Lobby
de malfeitores talvez venha se dando bem demais, ao impor à nação essa
obrigação de ‘liberar geral’
A
chocante decisão do ministro Marco Aurélio, de soltar o chefão do tráfico
condenado em segunda instância, nos dá a chance didática de uma análise
rigorosa sobre o país que estamos deixando para nossos filhos.
O
juiz supremo explica que apenas cumpriu o que manda uma lei recente, criada e
aprovada pelo Congresso. Sancionada pelo chefe do Executivo, que a fez entrar
em vigor. Tudo nos conformes democráticos. Por gente que atirou no que viu e
acertou no que não viu. Se é que foi isso mesmo.
Deixando
de lado a evolução do caso específico, podemos até bancar os ingênuos e dar um
crédito a quem criou essa aberração: o de fingir que engolimos a pílula de seu
cuidado em evitar abusos na prisão preventiva e garantir a presunção de
inocência até a ultima gota, mesmo de quem tem duas condenações em segunda
instância. Mas podemos ao menos reconhecer que a turma está exagerando, não?
No
mínimo, questionar essa atitude. Desconfiar que o pessoal que faz leis talvez
esteja passando dos limites, em seu afã de impedir que um dia eles mesmos sejam
punidos ou que decisões de segunda instância em colegiados mantenham condenados
na prisão. Suspeitar que o lobby de malfeitores talvez venha se dando bem
demais, ao impor à nação essa obrigação de “liberar geral”, após dividir juízes
entre punitivistas e garantistas. Como se a punição de um delito, prevista em
lei de modo a proteger a sociedade, fosse incompatível com a garantia dos
direitos humanos. Como se toda colaboração premiada fosse delação abjeta e
mentirosa. Como se todo crime ambiental fosse invenção da indústria de multas.

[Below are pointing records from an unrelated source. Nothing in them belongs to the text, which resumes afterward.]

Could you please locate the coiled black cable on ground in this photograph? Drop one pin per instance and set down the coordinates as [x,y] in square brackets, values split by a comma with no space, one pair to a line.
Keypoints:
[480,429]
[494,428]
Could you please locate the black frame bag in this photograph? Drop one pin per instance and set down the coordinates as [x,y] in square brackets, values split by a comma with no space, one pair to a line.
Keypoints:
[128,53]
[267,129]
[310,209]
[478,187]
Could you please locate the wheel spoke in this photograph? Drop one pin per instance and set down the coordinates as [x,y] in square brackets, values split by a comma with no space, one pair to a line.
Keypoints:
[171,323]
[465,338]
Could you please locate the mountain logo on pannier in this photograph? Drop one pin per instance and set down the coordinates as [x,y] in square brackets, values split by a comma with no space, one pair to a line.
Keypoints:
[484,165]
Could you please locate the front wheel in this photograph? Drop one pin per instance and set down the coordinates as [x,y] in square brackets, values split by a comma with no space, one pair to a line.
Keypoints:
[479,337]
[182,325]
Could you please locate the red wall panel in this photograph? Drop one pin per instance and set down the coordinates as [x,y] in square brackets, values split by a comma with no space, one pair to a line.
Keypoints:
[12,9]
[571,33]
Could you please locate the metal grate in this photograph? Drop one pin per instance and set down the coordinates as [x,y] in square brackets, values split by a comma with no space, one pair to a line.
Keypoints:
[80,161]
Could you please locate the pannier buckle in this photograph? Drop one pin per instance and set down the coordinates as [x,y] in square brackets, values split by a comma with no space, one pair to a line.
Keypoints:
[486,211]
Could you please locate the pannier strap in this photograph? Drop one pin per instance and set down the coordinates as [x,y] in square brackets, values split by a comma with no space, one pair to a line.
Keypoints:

Como se os corruptos fossem inocentes e o dinheiro apreendido e os bilhões já
devolvidos fossem uma miragem. E as contas no exterior não declaradas fossem um
delírio da cooperação internacional. Como se fosse um dever democrático usar o
Congresso como asilo para Flordelis e Chico Cueca.
A lição do ministro escancarou a extensão dessas garantias exclusivas do Brasil. Não dá mais para ignorar os efeitos do que estamos fazendo.